Check whether the answer explains the coordinate meanings clearly.
### Activity 4: Prompt for precision
Ask:
> Explain why a vector is more than a list of numbers, but keep the explanation mathematically precise.
Revise the answer until it uses both intuition and correct mathematical language.
## 2.22 Reflection Questions
1. Why does coordinate order matter?
2. What is the difference between a vector as a point and a vector as an arrow?
3. Give an example where vector addition means accumulation.
4. Give an example where vector addition means movement.
5. What does scalar multiplication by a negative number do?
6. Why is $u-v$ the arrow from $v$ to $u$?
7. What does $\|v\|$ measure?
8. Why does feature scaling matter before computing distances?
9. In what kind of problem might direction matter more than length?
10. What is one danger of translating a real object into a vector?
## 2.23 Chapter Closing: The First Grammar Rule
In this chapter, vectors became more than lists of numbers. They became a language.

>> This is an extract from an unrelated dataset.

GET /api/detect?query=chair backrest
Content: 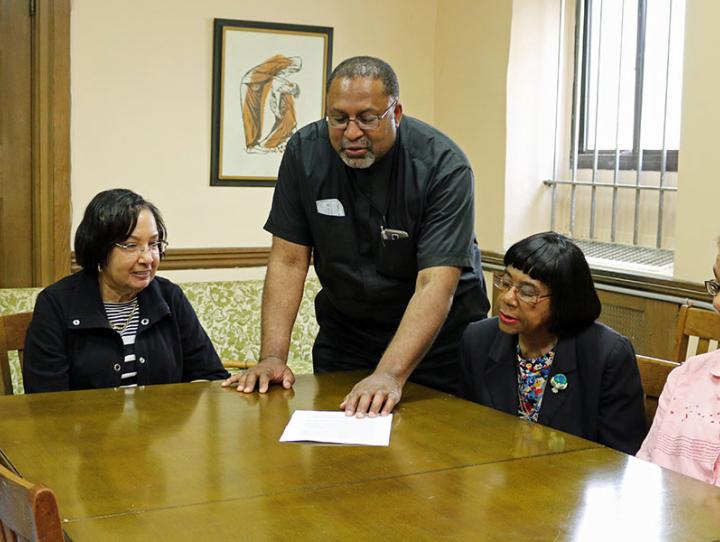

A vector can describe a point, an arrow, a motion, a signal, a customer, a document, a song, a weather state, or a hidden state inside an AI model. The same operations keep appearing:
- add vectors to combine information;
- scale vectors to change intensity;
- subtract vectors to measure change;
- take norms to measure size;
- take distances to compare objects.
These are simple rules, but they are the first grammar rules of linear algebra.
In the next chapter, we take a major step: instead of adding only two vectors, we learn how to build new vectors by combining many vectors with different weights. That idea is called a **linear combination**, and it leads directly to span, basis, dimension, and the geometry of possibility.